Rain forced cancellation of a planned outdoor ceremony, and people stood packed in the hallways.
Hayden's inaugural address was short and general. He said his mandate from the voters was "to promote openness in government and pay strict attention to cost control and efficiency in government."
His was one of four swearing-ins today in the suburban counties. New Executive Eileen M. Rehrmann in Harford County and the commissioners in Carroll County were sworn in today, and county executive-elect Charles I. Ecker is to be sworn-in in Howard County tonight.
Rehrmann, 46, a Democrat, pledged today to build an administration that will "focus on people, on neighborhoods, on communities."
Speaking to a crowd of about 1,500 at Harford Community College, including Gov.
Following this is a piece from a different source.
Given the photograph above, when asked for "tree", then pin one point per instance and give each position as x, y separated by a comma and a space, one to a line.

William Donald Schaefer, the county's first female executive said her administration expects to end the current fiscal year with no surplus. She also said that running a government in tighter economic times would be challenging.
Habern W. Freeman Jr., the outgoing county executive, had projected an $18 million surplus in Harford.
Rehrmann also pledged to increase efforts to control growth.
The three Carroll County Commissioners, after their swearing-in today at the county courthouse in Westminster, were expected to choose officers among themselves.
Julia Gouge, a Republican and the only returning incumbent, said she expected to be secretary. She said that Elmer Lippy, a Democrat and former mayor of Manchester, would be vice president and that Donald Dell, a Republican and the highest vote-getter, would be president. The three commissioners are equal in their powers, but the president presides over meetings.
Yesterday, at the inauguration of Robert R. Neall as the new Anne Arundel County executive, outgoing executive O. James Lighthizer gave his successor some advice: "Play fair, put things back where you find them, don't take what's not yours, always remember to flush, be nice to others -- and don't screw it up."
Lighthizer, a Democrat, presented Neall, a Republican, with a copy of the best-seller, "All I Really Need to Know I Learned in Kindergarten," from which he said he got his advice.
Then, before about 400 supporters in an auditorium at Anne Arundel Community College, Neall took the oath of office.
"I stand before you with pride, humility, a lot of gratitude, anticipation, anxiety and terror," Neall said in a brief inaugural address. "We have a big job to do. Caring and compassion will be our corporate mission."
"I am acutely aware that I am the winner of a close election," Neall said of the campaign that won him 51 percent of the vote. "I hope to assure those who voted for me that I am the right man for the job."
Neall also talked about the challenges his administration will face. "I want to put together the most aggressive economic development plan in the state to build a recession-proof economy," he said.